The U.S. has proposed security guarantees for Ukraine similar to — but separate from — the collective defense agreement between NATO member countries, Italy's premier and a diplomatic source said on Saturday.
The suggestion was raised during a call U.S. President Donald Trump held with Ukrainian President Volodymyr Zelensky and European leaders on Saturday, the day after Trump's summit with Russia's Vladimir Putin.
"As one of the security guarantees for Ukraine, the American side proposed a non-NATO Article 5 type guarantee, supposedly agreed with Putin," the diplomatic source told AFP on condition they not be identified in any way.
NATO's collective security is based on its Article 5 principle: if one member is attacked, the entire alliance comes to its defense.

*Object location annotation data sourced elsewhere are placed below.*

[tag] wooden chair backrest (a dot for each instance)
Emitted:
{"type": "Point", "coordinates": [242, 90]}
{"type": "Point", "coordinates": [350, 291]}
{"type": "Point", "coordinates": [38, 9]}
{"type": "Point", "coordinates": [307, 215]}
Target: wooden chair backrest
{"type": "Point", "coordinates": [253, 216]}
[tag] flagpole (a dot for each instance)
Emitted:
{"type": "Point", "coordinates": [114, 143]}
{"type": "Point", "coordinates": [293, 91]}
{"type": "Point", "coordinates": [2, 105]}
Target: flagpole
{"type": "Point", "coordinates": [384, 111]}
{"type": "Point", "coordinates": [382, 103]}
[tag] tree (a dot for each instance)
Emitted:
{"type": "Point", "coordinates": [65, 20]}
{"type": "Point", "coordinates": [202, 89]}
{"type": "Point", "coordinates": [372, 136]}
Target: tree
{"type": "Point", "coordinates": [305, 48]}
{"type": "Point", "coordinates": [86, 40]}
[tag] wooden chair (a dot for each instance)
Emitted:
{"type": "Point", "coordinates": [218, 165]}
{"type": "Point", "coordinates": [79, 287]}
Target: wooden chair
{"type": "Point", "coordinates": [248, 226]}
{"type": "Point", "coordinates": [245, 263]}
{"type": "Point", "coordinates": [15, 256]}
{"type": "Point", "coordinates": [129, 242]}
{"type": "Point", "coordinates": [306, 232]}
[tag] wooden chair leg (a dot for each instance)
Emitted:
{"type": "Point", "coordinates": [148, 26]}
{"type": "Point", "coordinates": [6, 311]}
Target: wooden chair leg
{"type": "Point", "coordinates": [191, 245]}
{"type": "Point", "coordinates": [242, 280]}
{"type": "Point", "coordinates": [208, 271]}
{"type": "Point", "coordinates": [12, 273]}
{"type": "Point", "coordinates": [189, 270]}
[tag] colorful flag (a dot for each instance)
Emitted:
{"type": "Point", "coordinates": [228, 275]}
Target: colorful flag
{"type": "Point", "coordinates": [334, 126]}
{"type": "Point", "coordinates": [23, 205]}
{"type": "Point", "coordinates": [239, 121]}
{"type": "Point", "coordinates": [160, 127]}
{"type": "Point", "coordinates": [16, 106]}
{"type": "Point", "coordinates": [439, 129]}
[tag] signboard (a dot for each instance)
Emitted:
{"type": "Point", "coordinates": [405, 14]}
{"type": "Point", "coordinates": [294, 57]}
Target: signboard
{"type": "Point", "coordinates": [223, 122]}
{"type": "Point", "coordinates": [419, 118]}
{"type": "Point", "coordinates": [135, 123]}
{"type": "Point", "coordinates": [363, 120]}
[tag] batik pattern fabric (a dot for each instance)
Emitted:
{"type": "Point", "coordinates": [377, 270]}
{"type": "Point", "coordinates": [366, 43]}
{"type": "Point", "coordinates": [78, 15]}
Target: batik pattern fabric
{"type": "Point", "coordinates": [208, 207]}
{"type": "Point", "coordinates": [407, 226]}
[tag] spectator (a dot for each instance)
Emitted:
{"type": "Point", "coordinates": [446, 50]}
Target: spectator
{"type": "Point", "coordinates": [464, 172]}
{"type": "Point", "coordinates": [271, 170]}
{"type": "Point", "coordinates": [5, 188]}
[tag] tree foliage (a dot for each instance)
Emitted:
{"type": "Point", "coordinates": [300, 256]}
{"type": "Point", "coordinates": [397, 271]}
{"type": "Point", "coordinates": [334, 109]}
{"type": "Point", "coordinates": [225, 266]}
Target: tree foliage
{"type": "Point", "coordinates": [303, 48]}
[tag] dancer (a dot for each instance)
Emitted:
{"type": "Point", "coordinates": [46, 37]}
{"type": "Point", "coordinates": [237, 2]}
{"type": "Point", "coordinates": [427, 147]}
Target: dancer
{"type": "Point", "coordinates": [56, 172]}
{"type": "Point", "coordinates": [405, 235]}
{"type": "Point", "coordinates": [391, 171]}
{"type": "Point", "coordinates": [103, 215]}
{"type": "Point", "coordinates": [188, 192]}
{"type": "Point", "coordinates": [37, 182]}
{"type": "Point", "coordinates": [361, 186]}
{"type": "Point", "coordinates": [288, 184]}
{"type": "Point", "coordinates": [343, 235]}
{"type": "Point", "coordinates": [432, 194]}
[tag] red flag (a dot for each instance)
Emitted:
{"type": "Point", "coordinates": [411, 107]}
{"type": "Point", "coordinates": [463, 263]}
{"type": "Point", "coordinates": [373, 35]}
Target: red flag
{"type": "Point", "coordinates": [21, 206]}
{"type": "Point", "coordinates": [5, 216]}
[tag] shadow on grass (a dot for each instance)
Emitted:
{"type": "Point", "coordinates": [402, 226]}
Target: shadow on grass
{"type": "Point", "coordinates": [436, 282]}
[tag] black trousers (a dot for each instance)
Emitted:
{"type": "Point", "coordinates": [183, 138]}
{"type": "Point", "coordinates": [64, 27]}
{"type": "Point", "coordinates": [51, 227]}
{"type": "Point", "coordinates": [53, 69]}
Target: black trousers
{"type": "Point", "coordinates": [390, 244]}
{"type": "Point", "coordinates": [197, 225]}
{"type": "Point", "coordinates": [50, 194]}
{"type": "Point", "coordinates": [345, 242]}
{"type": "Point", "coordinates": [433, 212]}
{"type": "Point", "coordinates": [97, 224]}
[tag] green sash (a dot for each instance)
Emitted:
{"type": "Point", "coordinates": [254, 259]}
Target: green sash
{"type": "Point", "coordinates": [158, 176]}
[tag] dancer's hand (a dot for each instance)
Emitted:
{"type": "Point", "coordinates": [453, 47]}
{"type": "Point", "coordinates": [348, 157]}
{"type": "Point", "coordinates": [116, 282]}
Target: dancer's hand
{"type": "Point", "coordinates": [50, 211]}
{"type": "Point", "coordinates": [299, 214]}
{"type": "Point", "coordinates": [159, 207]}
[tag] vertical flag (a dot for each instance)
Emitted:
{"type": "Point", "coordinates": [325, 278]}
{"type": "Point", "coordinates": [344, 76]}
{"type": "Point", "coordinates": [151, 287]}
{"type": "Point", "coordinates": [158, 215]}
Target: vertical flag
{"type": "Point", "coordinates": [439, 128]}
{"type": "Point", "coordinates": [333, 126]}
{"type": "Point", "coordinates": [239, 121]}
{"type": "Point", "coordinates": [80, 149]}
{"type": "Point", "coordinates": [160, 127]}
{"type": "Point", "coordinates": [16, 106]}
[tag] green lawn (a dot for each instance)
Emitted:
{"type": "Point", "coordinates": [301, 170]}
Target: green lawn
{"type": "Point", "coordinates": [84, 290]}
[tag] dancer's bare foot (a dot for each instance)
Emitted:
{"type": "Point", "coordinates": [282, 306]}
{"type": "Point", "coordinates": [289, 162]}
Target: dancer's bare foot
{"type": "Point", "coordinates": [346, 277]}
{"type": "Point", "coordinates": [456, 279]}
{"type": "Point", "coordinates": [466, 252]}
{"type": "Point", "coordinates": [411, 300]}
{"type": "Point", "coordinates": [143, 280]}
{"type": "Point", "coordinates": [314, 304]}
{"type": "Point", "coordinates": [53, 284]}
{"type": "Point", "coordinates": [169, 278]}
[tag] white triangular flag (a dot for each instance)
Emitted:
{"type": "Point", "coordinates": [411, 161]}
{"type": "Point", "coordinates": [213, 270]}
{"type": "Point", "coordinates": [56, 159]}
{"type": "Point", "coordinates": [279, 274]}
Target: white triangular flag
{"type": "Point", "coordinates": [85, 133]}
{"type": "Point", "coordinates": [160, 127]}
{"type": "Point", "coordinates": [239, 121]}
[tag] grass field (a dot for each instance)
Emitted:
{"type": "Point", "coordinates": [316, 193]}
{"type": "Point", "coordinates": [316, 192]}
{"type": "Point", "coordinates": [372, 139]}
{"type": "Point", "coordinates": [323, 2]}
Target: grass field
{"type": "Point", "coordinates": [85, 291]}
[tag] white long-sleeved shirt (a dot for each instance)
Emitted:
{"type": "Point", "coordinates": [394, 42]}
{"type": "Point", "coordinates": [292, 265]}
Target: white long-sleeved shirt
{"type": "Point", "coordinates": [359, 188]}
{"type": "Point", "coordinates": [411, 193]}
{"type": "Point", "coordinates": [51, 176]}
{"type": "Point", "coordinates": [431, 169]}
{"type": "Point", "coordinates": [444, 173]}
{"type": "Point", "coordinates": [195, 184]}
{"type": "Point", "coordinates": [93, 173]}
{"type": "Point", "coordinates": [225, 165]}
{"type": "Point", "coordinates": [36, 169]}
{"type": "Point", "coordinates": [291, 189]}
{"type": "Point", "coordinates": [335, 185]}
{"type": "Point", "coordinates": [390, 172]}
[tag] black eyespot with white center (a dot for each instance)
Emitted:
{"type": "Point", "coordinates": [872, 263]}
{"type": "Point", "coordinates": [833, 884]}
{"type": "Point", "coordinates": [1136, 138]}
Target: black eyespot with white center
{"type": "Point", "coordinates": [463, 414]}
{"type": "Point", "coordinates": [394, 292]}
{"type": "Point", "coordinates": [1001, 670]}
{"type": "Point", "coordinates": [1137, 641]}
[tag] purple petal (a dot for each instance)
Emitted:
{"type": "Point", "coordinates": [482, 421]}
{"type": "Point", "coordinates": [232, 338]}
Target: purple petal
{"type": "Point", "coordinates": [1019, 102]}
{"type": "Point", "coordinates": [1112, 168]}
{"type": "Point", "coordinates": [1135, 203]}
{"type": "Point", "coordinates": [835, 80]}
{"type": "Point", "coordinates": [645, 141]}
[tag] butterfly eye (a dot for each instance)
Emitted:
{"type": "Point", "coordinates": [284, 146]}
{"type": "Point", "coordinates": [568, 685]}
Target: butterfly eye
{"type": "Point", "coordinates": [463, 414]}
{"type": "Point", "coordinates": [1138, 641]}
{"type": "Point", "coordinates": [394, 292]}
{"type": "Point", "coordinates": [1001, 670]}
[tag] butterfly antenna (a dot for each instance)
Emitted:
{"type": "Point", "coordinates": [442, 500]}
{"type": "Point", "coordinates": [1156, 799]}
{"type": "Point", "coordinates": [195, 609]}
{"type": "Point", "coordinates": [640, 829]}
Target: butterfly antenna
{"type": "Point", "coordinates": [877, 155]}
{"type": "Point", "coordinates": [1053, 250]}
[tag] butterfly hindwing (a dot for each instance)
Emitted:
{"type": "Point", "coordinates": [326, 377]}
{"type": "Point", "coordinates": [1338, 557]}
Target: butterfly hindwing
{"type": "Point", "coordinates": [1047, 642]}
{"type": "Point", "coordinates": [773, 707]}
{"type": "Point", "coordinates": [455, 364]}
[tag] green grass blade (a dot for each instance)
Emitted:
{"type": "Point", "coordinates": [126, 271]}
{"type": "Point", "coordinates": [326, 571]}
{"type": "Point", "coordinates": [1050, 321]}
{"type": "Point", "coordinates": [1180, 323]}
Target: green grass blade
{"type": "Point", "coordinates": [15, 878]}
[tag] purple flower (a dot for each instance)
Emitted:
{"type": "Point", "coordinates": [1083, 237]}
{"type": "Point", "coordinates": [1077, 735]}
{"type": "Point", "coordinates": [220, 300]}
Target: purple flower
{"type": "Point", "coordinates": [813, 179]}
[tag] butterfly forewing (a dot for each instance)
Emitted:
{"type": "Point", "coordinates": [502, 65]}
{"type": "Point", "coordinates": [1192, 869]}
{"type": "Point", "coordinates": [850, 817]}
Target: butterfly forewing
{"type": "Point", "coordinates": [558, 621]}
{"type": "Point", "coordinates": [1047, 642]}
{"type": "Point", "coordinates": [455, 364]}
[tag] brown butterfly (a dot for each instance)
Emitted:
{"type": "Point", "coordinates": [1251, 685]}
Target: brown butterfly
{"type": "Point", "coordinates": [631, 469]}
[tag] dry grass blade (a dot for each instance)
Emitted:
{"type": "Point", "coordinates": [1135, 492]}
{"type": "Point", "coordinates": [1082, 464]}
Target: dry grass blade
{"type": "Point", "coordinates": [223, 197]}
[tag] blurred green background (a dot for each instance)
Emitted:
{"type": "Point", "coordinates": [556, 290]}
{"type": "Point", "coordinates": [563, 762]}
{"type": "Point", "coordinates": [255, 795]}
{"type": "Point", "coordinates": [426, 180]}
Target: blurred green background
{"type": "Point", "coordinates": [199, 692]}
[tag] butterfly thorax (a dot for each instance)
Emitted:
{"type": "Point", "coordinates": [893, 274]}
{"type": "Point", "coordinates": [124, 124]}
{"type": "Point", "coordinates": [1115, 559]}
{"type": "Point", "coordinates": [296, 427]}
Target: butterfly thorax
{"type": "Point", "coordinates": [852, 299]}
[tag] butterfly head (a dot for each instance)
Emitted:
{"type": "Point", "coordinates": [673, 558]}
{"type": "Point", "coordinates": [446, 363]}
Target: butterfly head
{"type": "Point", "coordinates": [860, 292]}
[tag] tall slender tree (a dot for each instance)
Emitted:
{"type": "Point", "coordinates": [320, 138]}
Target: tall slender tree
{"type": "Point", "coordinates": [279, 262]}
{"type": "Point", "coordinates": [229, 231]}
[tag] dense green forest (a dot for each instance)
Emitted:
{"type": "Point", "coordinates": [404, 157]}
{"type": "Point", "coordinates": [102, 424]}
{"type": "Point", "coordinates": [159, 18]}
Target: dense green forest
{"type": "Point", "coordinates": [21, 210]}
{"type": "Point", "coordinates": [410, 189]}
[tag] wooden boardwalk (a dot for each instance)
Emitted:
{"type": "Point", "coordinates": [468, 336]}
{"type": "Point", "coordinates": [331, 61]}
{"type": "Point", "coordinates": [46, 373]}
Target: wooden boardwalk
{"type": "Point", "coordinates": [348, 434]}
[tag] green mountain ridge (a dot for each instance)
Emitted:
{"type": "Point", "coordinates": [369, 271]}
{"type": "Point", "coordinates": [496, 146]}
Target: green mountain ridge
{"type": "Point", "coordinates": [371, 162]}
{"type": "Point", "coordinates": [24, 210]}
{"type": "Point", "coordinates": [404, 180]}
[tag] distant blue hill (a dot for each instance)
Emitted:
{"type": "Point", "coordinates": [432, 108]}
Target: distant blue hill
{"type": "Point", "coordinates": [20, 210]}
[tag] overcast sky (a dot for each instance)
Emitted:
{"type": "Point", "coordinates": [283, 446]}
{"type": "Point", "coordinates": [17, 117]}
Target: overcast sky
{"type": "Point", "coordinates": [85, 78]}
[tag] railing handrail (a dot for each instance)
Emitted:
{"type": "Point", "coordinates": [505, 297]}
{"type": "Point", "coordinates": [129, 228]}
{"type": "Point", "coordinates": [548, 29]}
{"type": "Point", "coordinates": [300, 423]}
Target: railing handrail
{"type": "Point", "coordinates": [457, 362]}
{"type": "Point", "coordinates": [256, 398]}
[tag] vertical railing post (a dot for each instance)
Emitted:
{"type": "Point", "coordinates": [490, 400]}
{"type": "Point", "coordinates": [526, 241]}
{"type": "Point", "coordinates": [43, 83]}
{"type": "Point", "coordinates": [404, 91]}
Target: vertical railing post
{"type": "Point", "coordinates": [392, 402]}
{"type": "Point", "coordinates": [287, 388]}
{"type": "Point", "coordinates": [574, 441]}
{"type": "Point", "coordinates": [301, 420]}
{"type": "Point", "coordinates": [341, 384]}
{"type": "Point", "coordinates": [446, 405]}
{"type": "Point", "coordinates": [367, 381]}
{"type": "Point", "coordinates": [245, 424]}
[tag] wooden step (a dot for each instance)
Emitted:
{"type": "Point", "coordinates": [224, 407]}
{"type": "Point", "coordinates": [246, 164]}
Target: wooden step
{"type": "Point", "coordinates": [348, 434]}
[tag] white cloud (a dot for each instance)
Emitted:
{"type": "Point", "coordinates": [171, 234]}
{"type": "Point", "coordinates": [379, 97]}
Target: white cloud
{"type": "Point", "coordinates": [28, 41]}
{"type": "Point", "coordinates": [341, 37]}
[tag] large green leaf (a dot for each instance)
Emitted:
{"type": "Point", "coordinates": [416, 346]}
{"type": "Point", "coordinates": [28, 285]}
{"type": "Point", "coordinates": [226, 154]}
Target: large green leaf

Italian Prime Minister Giorgia Meloni, who was on the call with Trump, confirmed the U.S. president had raised the idea of security guarantee "inspired" by Article 5, which she has been pushing for several months.
The starting point for the proposal was defining a collective security clause "that would allow Ukraine to benefit from the support of all its partners, including the U.S., [which would be] ready to act in case it is attacked again," Meloni said in a statement.
In March, Meloni told Italian senators that any such response would not necessarily involve going to war.
She noted that, while NATO's Article 5 has the use of force as an option, "it is not the only possible option."
Kyiv has long aspired to join NATO — but Russia has given that as one of its reasons for its war in Ukraine, and some Western circles have expressed resistance to the idea.
Trump has repeatedly ruled out Ukraine joining the Western military alliance.
Before his joint call with Zelensky and European leaders, Trump spoke just with the Ukrainian president about Friday's Alaska summit.
"The American side voiced this [joint security proposal] during a conversation with the president [Zelensky] and then repeated it during a joint conversation with the Europeans," the diplomatic source said.
Another source with knowledge of the matter confirmed the NATO-like guarantees had been discussed.
But that source added: "No one knows how this could work and why Putin would agree to it if he is categorically against NATO and obviously against really effective guarantees of Ukraine's sovereignty."
Meloni's statement made no mention of whether the idea had been discussed with Putin.
Zelensky is due in Washington on Monday for talks with Trump.
The second source told AFP that Zelensky is to discuss what form a possible Trump-Putin-Zelensky summit would have, the role of Kyiv's European allies in peace talks, territories and security guarantees.